Après avoir longuement ferraillé, l'homme en bure marqua des signes de faiblesses, l'assassin en profita pour lui entailler le poignet et l'homme en bure s'écroula. Si Fradj avait été joueur, il aurait parié que cette conclusion n'était pas naturelle et qu'un poison devait y avoir joué un rôle... Mais il n'était pas joueur, et il n'y avait personne avec qui parier. L'assassin dépouilla son adversaire de sa robe de bure, remonta sur son cheval et repartit au petit trot vers le manoir.

Fradj attendit qu'il soit suffisamment loin pour s'approcher des victimes. L'homme en bure, qui n'était plus à présent qu'un vieil homme sans bure, était simplement inconscient, Fradj le remit sur pied en lui faisant ingurgiter une potion reconstituante « empruntée » au professeur Flasque. L'homme ouvrit les yeux.

— Tout va bien messire ? N'ayez pas peur, je suis un ami. Mon nom est Fradj le conteur, j'ai assisté à votre duel mais je n'ai pu intervenir à temps parce que j'étais trop loin…
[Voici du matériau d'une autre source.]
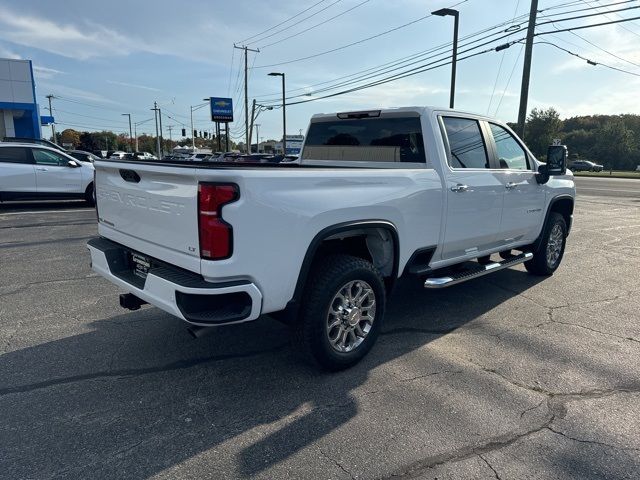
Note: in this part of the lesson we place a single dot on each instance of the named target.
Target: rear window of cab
(381, 139)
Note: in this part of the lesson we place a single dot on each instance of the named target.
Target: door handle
(460, 188)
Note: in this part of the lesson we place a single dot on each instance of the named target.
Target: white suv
(29, 171)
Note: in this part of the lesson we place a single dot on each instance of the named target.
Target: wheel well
(564, 207)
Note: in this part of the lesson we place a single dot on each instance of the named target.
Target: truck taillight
(216, 235)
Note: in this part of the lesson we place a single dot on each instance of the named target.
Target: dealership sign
(221, 109)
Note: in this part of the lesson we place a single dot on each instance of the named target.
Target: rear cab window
(467, 148)
(14, 155)
(366, 138)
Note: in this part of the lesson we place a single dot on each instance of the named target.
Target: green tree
(615, 145)
(541, 128)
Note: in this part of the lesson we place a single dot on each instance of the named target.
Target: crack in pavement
(489, 465)
(556, 403)
(338, 464)
(594, 442)
(133, 372)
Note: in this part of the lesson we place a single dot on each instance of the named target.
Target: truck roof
(422, 110)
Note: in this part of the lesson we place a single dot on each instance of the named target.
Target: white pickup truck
(375, 195)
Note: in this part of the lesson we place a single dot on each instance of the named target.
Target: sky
(102, 59)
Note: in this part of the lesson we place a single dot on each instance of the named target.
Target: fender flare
(343, 227)
(554, 200)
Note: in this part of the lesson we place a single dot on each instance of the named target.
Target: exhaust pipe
(130, 301)
(198, 332)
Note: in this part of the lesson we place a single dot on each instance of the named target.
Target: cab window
(14, 155)
(466, 143)
(510, 154)
(46, 157)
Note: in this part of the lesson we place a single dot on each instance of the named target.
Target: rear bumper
(177, 291)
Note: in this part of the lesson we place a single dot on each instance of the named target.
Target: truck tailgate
(150, 208)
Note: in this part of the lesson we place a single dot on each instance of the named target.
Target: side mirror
(557, 160)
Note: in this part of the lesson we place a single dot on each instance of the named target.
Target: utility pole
(170, 128)
(443, 12)
(161, 143)
(253, 113)
(526, 71)
(130, 132)
(257, 138)
(246, 90)
(53, 127)
(155, 113)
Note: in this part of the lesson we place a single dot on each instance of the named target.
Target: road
(509, 376)
(610, 187)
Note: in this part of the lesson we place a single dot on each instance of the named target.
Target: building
(19, 116)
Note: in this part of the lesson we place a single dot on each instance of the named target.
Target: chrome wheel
(554, 245)
(351, 315)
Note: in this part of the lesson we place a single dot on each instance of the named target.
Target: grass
(605, 174)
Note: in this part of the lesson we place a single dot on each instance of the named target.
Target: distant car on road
(585, 166)
(118, 155)
(83, 156)
(30, 172)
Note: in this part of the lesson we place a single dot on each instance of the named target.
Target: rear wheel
(342, 312)
(546, 259)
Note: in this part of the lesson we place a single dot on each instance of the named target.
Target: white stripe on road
(46, 211)
(578, 188)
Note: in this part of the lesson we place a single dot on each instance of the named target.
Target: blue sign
(221, 109)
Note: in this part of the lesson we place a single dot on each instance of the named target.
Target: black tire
(311, 330)
(89, 195)
(505, 255)
(541, 264)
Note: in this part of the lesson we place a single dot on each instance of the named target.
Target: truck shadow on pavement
(136, 396)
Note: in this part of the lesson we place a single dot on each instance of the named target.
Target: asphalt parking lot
(508, 376)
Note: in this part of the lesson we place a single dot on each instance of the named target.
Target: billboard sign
(221, 109)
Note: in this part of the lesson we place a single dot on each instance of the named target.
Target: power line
(285, 29)
(316, 25)
(495, 84)
(589, 61)
(515, 64)
(617, 15)
(593, 45)
(282, 23)
(356, 42)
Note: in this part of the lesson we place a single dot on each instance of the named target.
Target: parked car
(118, 155)
(320, 243)
(83, 156)
(37, 141)
(29, 171)
(585, 166)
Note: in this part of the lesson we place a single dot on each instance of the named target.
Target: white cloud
(133, 85)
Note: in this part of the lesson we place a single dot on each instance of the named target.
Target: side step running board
(442, 282)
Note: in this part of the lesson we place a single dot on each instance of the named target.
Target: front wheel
(342, 312)
(546, 259)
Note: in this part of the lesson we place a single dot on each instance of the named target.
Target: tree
(70, 136)
(541, 128)
(615, 145)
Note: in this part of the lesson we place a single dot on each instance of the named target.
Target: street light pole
(53, 127)
(443, 12)
(130, 132)
(284, 113)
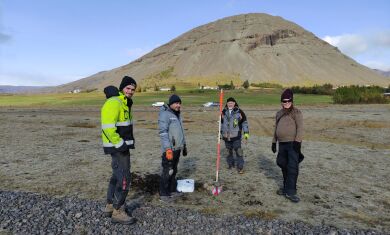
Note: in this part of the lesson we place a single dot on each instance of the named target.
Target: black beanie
(231, 99)
(126, 80)
(111, 91)
(287, 94)
(173, 99)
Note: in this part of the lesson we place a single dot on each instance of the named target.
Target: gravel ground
(31, 213)
(343, 181)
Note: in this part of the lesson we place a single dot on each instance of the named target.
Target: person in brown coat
(288, 132)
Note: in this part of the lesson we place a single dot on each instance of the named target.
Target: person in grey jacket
(233, 122)
(172, 144)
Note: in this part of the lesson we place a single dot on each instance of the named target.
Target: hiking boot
(280, 192)
(120, 216)
(166, 199)
(108, 210)
(294, 198)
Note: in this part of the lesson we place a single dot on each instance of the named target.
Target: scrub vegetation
(343, 180)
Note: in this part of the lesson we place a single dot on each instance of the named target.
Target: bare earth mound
(253, 47)
(343, 181)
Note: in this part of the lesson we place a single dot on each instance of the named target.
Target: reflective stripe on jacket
(117, 124)
(170, 129)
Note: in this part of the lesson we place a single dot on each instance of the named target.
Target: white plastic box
(185, 185)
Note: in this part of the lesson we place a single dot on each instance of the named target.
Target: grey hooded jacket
(170, 129)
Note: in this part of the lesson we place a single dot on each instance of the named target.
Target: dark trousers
(236, 146)
(168, 182)
(287, 160)
(119, 185)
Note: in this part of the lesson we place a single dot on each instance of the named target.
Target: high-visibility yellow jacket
(117, 125)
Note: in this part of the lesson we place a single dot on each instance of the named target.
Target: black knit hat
(173, 99)
(126, 80)
(231, 99)
(287, 94)
(111, 91)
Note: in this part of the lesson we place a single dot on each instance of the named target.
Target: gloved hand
(246, 136)
(297, 146)
(273, 147)
(169, 154)
(123, 148)
(185, 150)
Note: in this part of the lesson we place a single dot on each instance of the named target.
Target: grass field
(189, 98)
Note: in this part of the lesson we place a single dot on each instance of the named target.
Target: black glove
(273, 147)
(185, 150)
(297, 146)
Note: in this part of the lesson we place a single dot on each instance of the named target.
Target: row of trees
(360, 95)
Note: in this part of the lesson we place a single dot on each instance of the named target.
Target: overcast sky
(52, 42)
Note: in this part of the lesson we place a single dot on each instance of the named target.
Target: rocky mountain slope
(254, 47)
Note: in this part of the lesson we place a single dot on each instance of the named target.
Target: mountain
(255, 47)
(384, 73)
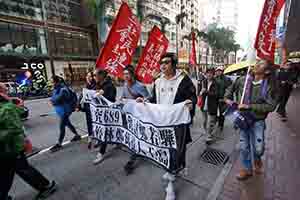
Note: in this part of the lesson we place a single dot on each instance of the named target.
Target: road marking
(218, 186)
(48, 148)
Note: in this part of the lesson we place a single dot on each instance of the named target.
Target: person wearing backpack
(105, 88)
(259, 100)
(64, 101)
(12, 152)
(132, 89)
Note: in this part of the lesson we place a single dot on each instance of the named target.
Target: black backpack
(72, 98)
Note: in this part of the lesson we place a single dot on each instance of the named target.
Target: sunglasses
(165, 62)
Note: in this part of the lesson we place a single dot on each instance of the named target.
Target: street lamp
(46, 27)
(179, 19)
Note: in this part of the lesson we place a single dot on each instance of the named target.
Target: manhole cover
(214, 156)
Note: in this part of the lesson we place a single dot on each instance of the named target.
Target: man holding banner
(174, 87)
(257, 99)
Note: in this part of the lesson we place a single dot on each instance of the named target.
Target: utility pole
(46, 28)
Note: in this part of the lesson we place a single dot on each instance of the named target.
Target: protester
(132, 90)
(105, 88)
(173, 87)
(12, 155)
(259, 100)
(62, 101)
(90, 85)
(209, 94)
(287, 77)
(223, 83)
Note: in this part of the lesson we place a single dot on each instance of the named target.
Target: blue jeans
(65, 122)
(254, 137)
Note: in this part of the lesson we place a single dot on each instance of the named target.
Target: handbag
(200, 101)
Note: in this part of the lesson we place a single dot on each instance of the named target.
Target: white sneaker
(184, 172)
(99, 158)
(168, 177)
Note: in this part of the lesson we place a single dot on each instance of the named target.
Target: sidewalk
(281, 178)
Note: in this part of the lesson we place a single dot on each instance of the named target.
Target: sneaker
(47, 192)
(209, 140)
(184, 172)
(168, 177)
(244, 175)
(258, 167)
(76, 138)
(99, 158)
(128, 168)
(55, 148)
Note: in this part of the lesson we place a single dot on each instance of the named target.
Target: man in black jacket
(209, 108)
(287, 77)
(106, 88)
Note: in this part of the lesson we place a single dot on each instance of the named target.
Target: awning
(238, 66)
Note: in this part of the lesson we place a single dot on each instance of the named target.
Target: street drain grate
(214, 156)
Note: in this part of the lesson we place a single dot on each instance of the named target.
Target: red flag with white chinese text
(121, 43)
(266, 33)
(148, 65)
(193, 59)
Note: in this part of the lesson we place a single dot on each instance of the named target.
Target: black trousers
(285, 93)
(221, 117)
(65, 122)
(20, 166)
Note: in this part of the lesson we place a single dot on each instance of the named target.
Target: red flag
(148, 65)
(266, 33)
(193, 59)
(121, 42)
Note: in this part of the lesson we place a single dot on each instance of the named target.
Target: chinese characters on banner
(266, 33)
(148, 65)
(193, 59)
(121, 42)
(156, 132)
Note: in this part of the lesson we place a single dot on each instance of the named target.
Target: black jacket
(110, 91)
(211, 96)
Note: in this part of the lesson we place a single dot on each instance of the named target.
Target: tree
(98, 10)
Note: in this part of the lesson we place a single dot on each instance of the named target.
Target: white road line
(218, 186)
(48, 148)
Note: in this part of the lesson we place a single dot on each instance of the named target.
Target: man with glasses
(174, 86)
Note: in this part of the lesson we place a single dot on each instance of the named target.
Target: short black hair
(173, 57)
(210, 70)
(130, 69)
(100, 72)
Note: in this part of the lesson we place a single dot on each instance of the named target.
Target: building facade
(45, 37)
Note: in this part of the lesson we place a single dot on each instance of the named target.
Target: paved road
(281, 178)
(78, 178)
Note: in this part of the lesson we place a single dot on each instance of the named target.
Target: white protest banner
(156, 132)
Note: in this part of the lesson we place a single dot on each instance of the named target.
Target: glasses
(165, 62)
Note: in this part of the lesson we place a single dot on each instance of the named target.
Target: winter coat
(134, 91)
(210, 95)
(259, 106)
(59, 100)
(110, 91)
(223, 83)
(186, 90)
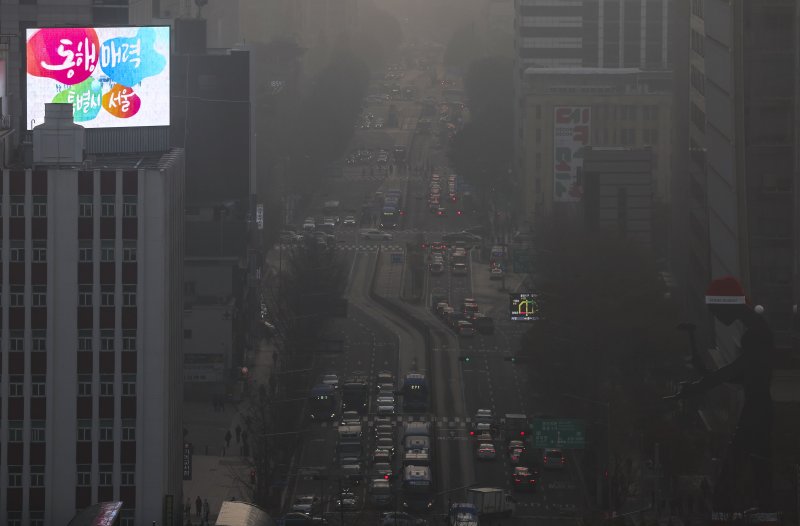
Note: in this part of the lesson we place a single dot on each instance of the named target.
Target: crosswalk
(443, 421)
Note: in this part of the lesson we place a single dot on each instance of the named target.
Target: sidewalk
(220, 473)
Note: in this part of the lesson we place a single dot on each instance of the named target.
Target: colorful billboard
(570, 134)
(115, 77)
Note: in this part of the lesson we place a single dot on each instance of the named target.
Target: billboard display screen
(115, 77)
(570, 134)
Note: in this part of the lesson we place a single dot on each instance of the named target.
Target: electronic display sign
(524, 306)
(115, 77)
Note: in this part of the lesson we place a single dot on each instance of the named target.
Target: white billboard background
(571, 127)
(114, 76)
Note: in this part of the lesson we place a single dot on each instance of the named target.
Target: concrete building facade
(91, 332)
(627, 107)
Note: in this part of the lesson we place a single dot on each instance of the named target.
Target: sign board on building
(570, 134)
(187, 460)
(563, 433)
(114, 77)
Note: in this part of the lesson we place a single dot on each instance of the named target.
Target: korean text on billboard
(570, 134)
(113, 76)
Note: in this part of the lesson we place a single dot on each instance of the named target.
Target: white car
(376, 235)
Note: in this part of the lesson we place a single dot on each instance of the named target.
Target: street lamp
(607, 406)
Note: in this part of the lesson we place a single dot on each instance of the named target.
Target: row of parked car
(465, 321)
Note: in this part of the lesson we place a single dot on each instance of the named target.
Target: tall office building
(91, 331)
(585, 34)
(742, 97)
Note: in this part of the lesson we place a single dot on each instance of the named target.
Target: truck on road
(491, 502)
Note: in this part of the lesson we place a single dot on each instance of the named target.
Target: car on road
(306, 504)
(486, 451)
(383, 470)
(516, 444)
(351, 418)
(297, 518)
(346, 500)
(554, 459)
(386, 405)
(376, 235)
(468, 238)
(465, 328)
(382, 455)
(384, 430)
(459, 269)
(523, 478)
(331, 379)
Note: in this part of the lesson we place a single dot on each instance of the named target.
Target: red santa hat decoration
(727, 290)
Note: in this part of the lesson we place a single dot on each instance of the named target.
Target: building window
(107, 295)
(40, 206)
(85, 340)
(106, 431)
(697, 43)
(16, 386)
(84, 475)
(39, 296)
(129, 385)
(697, 8)
(129, 295)
(107, 206)
(14, 476)
(84, 430)
(129, 251)
(106, 475)
(17, 206)
(85, 204)
(15, 430)
(698, 117)
(128, 430)
(18, 251)
(107, 340)
(38, 386)
(37, 431)
(39, 340)
(37, 476)
(17, 296)
(17, 341)
(128, 473)
(39, 252)
(85, 250)
(85, 297)
(85, 385)
(106, 386)
(129, 206)
(129, 340)
(107, 250)
(698, 80)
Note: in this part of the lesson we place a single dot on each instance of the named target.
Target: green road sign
(564, 433)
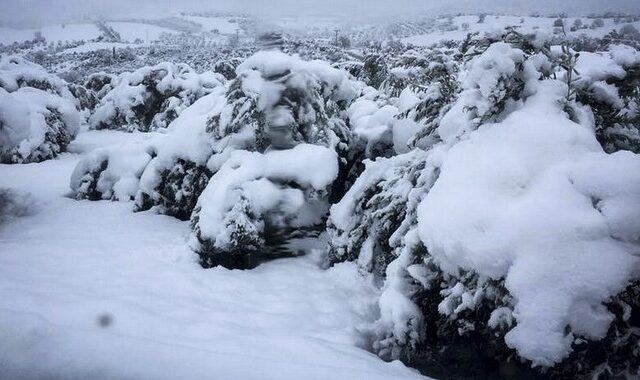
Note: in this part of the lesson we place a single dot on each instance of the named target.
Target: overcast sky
(55, 11)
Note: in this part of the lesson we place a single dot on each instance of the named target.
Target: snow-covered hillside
(237, 196)
(91, 290)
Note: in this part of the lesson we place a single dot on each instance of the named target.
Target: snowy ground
(92, 290)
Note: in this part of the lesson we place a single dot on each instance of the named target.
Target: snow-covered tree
(38, 113)
(458, 229)
(276, 103)
(151, 97)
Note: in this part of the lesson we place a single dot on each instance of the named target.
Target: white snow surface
(52, 33)
(74, 264)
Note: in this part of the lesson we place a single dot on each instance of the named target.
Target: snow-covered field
(496, 23)
(92, 290)
(52, 33)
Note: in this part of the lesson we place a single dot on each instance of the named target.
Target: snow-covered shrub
(253, 191)
(111, 173)
(609, 84)
(100, 83)
(227, 67)
(562, 238)
(512, 234)
(279, 101)
(176, 177)
(276, 103)
(38, 113)
(372, 117)
(374, 71)
(17, 72)
(151, 97)
(430, 92)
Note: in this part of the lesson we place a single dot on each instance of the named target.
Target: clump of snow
(35, 125)
(112, 173)
(16, 72)
(260, 185)
(151, 97)
(486, 83)
(38, 113)
(372, 121)
(521, 200)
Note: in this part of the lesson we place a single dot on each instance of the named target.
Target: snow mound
(151, 97)
(111, 173)
(16, 72)
(534, 199)
(251, 189)
(35, 125)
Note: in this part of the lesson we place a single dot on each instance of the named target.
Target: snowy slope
(222, 24)
(498, 23)
(130, 31)
(51, 33)
(90, 289)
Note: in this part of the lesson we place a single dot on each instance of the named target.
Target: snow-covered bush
(15, 204)
(512, 231)
(111, 173)
(176, 177)
(151, 97)
(254, 191)
(276, 103)
(38, 113)
(609, 84)
(17, 72)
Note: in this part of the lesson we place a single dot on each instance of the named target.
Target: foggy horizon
(28, 13)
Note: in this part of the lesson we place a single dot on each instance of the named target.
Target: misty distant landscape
(319, 190)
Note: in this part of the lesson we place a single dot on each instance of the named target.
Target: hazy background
(41, 12)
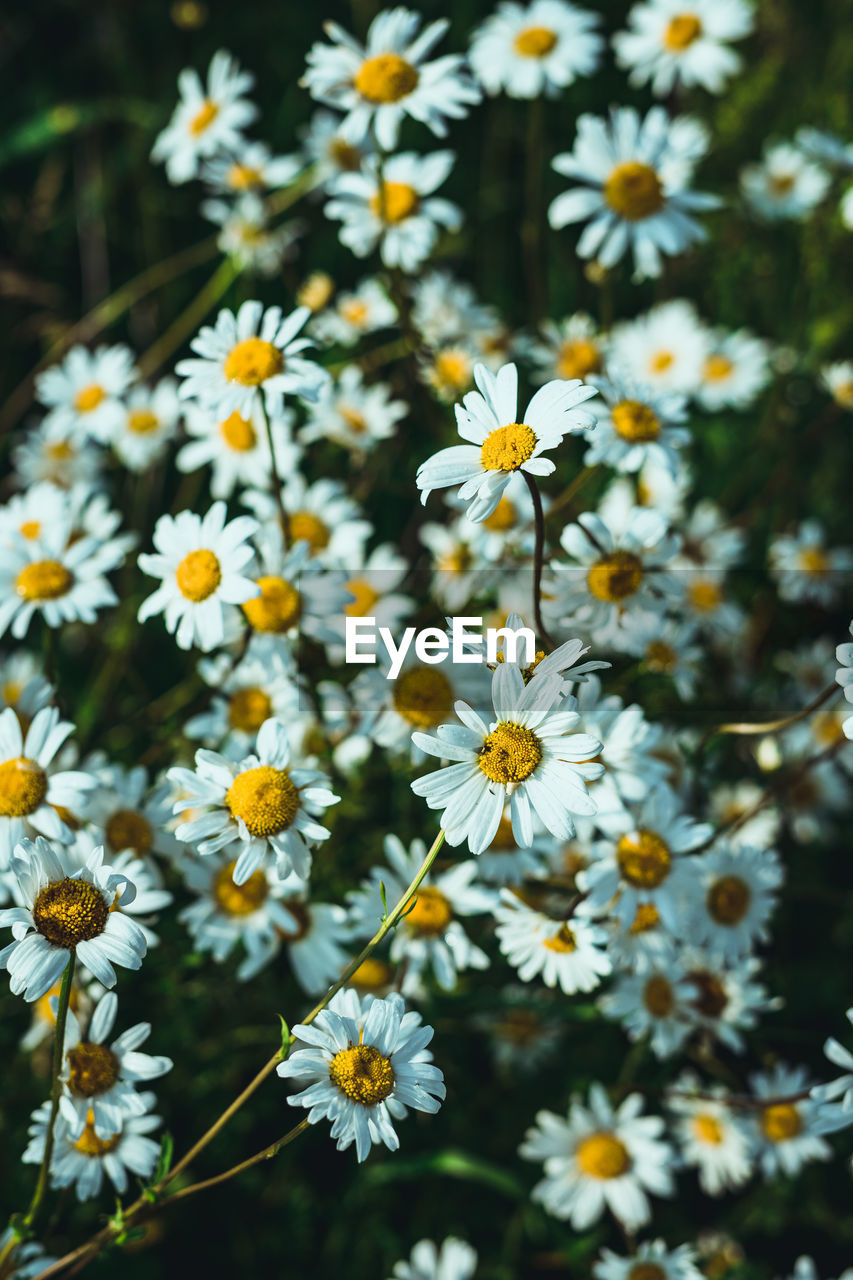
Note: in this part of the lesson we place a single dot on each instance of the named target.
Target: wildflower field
(425, 645)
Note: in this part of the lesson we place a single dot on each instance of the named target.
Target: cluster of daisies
(592, 864)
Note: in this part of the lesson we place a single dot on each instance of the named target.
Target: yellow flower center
(506, 448)
(534, 42)
(265, 799)
(615, 576)
(277, 608)
(69, 912)
(127, 828)
(644, 859)
(729, 900)
(780, 1121)
(89, 398)
(602, 1155)
(386, 78)
(199, 575)
(510, 753)
(363, 1074)
(238, 433)
(249, 708)
(204, 118)
(430, 914)
(682, 31)
(634, 191)
(44, 580)
(23, 786)
(635, 421)
(395, 202)
(92, 1069)
(423, 696)
(252, 361)
(238, 899)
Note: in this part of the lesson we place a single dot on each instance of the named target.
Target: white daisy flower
(199, 561)
(501, 444)
(634, 174)
(536, 50)
(600, 1159)
(384, 80)
(250, 359)
(527, 755)
(259, 803)
(206, 119)
(363, 1072)
(685, 42)
(67, 914)
(398, 211)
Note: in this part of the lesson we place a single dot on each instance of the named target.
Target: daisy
(64, 915)
(397, 211)
(99, 1079)
(384, 80)
(534, 50)
(363, 1072)
(254, 357)
(600, 1159)
(206, 119)
(685, 42)
(501, 444)
(634, 176)
(527, 755)
(259, 805)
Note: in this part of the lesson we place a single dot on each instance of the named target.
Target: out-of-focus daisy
(501, 444)
(533, 50)
(209, 118)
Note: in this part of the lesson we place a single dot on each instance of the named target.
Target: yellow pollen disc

— Ego te absolvo, répondit l'homme.

— Pardon ? Fit Fradj.

— C'est du latin, reprit l'homme, et celà signifie que je te pardonne ton petit mensonge car j'ai vécu suffisamment longtemps pour savoir que la plupart des gens, hommes ou gnomes, ne sont pas des héros, mais bien peu osent l'avouer.

— Vous ne croyez pas si bien dire, et pourtant nous aurions bien besoin de héros. Figurez vous qu'à Castelforge d'où je viens...

— L'expérience m'a appris aussi que les gnomes parlent beaucoup trop, le coupa l'homme sans bure. Allons à l'essentiel, que m'as tu fais boire pour me remettre sur pieds et depuis combien de temps l'homme en noir est-il parti ?

— Je vous ai donné ça, répondit Fradj. C'est une « potion reconstituante » du professeur Flasque, les gens du village prétendent qu'elles sont empoisonnées mais je sais bien que c'est faux, et vous voyez bien que j'ai raison... Quant à l'homme en noir, un assassin en réalité, il est parti depuis une dizaine de minutes.

— Tu sembles bien le connaître.

— Oh, c'est une longue histoire messire, figurez-vous qu'avant-hier, alors que je cherchais l'inspiration pour une ballade épique dans une taverne de Brocéliande appelée « le sorcier joyeux », voilà qu'une troupe de la milice fait une entrée fracassante et demande à voir le mage Antonius...

— C'est une longue histoire que je n'ai guère le temps d'entendre. Je suis déjà au courant des problèmes de votre ami alchimiste et je suis là pour tirer cette affaire au clair. Et si cette potion est si efficace, j'espère qu'il t'en reste un peu pour remettre sur pieds l'écuyer de messire Cédric, car je n'ai pas envie de le porter jusqu'au manoir.

C'est ainsi que l'inquisiteur put reprendre son chemin bien plus tôt que l'assassin ne l'avait prévu.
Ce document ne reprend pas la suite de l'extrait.